E então, o silêncio. Havia a Presença desistido? Estava eu delirando, caído
vítima de suas abominações? Decidindo-me por não dar-lhe chances, segui sem rumo
pelos corredores. E ouvia música. E ela amaldiçoava-me.
“Pobre pobre homem” Ela cantava, sussurrando em meus ouvidos “Foi para trás,
deu-se ao luxo, perdeu a corrente, esqueceu a cruz” E eu corri. E tentava escapar. Das
suas cantigas, de suas promessas quebradas, suas risadas amaldiçoadas.
E por fim, eu caí. Deixe-me tropeçar, por cima do chão de terra dura eu corri,
mas ao buraco caí. E caí. E caí. Sem fim e sem esperanças, na escuridão eterna sem
lembranças, eu caí. Tentava escalar, mas não havia como me apoiar, não havia como me
segurar. Eu cairia para sempre. Para sempre aprisionado.
E como o riacho que chega ao rio, eu cheguei ao chão. Andei tropegamente,
analisando meus arredores. Não havia sinal da Presença, da música, nada. A paz seria
minha companheira, apesar de apenas por enquanto. Comecei ao Norte, procurando um
caminho para fora daquele lugar maldito, e o que ouvi me enfurecera.

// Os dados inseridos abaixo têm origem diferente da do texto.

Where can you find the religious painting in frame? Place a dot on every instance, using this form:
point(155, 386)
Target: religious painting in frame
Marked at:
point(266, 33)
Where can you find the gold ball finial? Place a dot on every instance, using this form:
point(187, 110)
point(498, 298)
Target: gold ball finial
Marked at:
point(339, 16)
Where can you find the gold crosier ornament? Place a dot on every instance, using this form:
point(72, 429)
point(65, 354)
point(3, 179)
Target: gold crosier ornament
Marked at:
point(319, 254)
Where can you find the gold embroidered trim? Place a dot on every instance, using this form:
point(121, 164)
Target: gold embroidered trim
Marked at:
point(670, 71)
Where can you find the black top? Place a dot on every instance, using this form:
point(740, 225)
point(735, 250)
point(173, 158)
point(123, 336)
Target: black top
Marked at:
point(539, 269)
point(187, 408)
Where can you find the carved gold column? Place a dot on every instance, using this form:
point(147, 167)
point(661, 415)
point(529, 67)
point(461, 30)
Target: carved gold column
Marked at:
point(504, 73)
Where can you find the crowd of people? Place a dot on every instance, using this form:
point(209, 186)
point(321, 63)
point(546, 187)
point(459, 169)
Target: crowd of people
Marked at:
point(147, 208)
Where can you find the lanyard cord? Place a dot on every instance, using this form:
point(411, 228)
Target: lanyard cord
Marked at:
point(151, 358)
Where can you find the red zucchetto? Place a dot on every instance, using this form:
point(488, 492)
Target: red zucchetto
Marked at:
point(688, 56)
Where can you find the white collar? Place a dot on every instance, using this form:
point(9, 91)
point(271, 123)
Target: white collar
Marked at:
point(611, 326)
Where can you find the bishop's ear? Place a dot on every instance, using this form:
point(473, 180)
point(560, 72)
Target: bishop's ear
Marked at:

Risadas. E gemidos. De prazer. Andei depressa, me concentrando em não ouvir
tais escárnios, quando, das trevas avante e sem aviso, a face dele surgiu, sorridente
como a Lua. E ele ria. E ele ria. E o amaldiçoado ria. E eu o enforquei, com mãos estas
que ainda lembram-se de vosso sangue. Ele ria, conforme o ar esvaía-se de seus
pulmões, e ele riu conforme morria, como o cachorro que era. E, para meu choque,
Meredith tomou seu lugar. Sorrindo.
Abalado, corri na direção oposta, mas a risada de Meredith me seguia, contando
das proezas amorosas de Maximillien, rindo-se de suas escapadas românticas,
insultando-me como a uma criança. E eu a amaldiçoava, a xingava, por pulmões e
lábios, a chamei de todos os nomes, a rameira maldita. E ela simplesmente ria.
Em cada escrito nas paredes de safira, a cabeça decepada e sorridente de
Meredith surgia, me seguindo incondicionalmente. E incondicionalmente, eu fugia. Fugi
até não ter mais fôlego, fugi até minha visão ficar embaçada, fugi até cair no chão,
desistindo.
Mas eu não estava mais sozinho. De todos os cantos, a Presença havia retornado.
Ela me encurralara, e eu não tinha para onde escapar. Trevas envolviam-me, sedutoras e
perigosas como a noite em si. E a Presença me chamava. Ela me chamava por nome, e
dizia sobre minha vida, coisas que até mesmo eu não sabia, mas que sentia ser verdade.
E ela me dominou, trevas cobrindo meus olhos, ouvidos e boca.
No coração da escuridão, uma visão destacava-se do breu, e ela me aterrorizava.
Um homem, alto como um prédio, com asas que poderiam cobrir o pacífico, composto
de trevas tais que ele se destacava do breu ao redor. Seu olho era do meu tamanho, e ele
estava fechado. A Presença tomara forma.
— Eu — A Presença disse, sem usar palavras, embora se fizesse ser entendida
— Sou H’rath, e sou seu deus.
Não quis acreditar. Ele não poderia estar falando a verdade. Era mentira.
— Criei a Terra e o Universo, e todos vocês são fruto de mim. Sirva-me, e
poupar-lhe-ei.
— Não! — Gritei, bradando minha fé — Jamais servirei um senhor tão vil
quanto vós.
— Vil? És vós quem tem as trevas em si. Olhe para si, e veja quem realmente és.
E H’rath abriu seu olho, e eu gritei. E gritei por mil noites, pois me mostrava a
mim como realmente era. Não era de minha escolha servi-lo: Eu já o era. Sua forma era
minha forma, e eu gritei. E eu chorei. E eu o servi.